The Blues wrap-up

A summary of the year with U of T sports ­– from CIS championships to disappointing seasons

The Blues wrap-up

Men’s Track and Field

The Varsity Blues men’s track and field team started their season with disappointing finishes at a Cornell tournament, with only James Turner medaling with a gold in pentathalon. At the Can Am Classic, the Blues were more successful, as Michael Trnkus and Sasha Smart placed second and third, respectively, in the men’s 600-metre.

SAM CEN / THE VARSITY

At the Fred Foot Classic, the Blues team continued to improve, as Turner came back with gold once again, Brett Georgevski won the high jump, and Pierce Lepage topped the field in the men’s triple jump. Georgevski then brought home the Blues’ only medal at the McGill team challenge — a bronze in the high jump.

Next came the York Open, which resulted in three silver medal finishes for the Blues including Trnkus in the 600-metre, Zain Ahmed in the 3000-metre, and Nathan Tesfu in the high jump. At the Ohio SPIRE Division Indoor invitational, the squad brought home three medals. Smart broke a U of T record while also winning a bronze medal in the 1000-metre. Smart also finished third in the 800-metre, as Trnkus finished fifth in the men’s 600-metre.

At the Hal Brown meet, Toronto swept the men’s 60-metre with Tim Arbido in first, Raphael Ihunaegbo in second, and Jermaine Davis-Wilson in third. In the men’s 3,000-metre Alex Denault took home silver, as Jam He finished third in the 60-metre hurdles. The Blues’ 4×400-metre relay team finished first, and Jason Wurster won gold in men’s pole vault. Brett Georgievski finished first and Tesfu third in the high jump.

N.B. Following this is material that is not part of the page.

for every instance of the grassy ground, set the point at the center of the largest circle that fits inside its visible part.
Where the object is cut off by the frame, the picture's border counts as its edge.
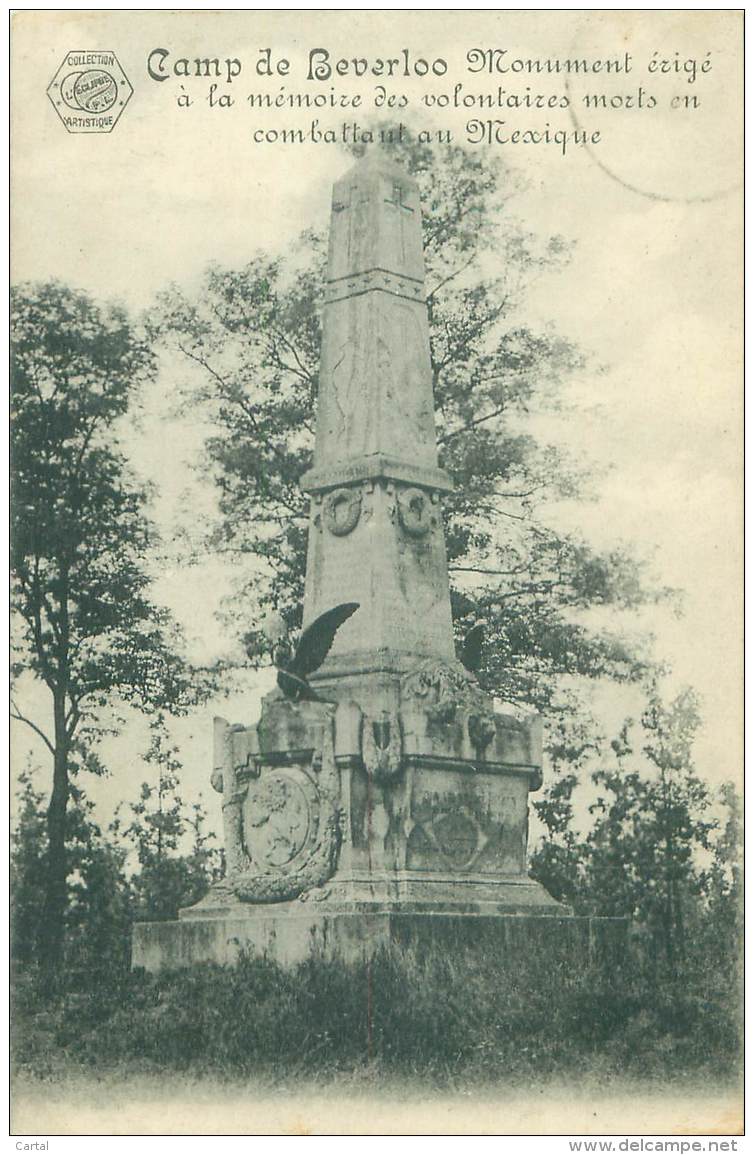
(404, 1029)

At the OUA championship, Turner won the men’s pentathlon, while Trnkus finished third in the 600-metre. Georgevski finished second in high jump, as the men’s team finished sixth overall.

At the CIS championships, Turnus had a disappointing finish and was not able to make the podium in the men’s pentathlon. Georgevski finished fourth in the high jump, while the 4×800 relay team of Smart, Trnkus, Ethan Davenport and Connor Outhit claimed bronze for Toronto. Townsend Benard won the bronze in the pole vault, and Trnkus finished third in the 600-metre.

Women’s Field Hockey

The Blues women’s field hockey team had a very successful regular season, with a perfect 12–0 in conference play.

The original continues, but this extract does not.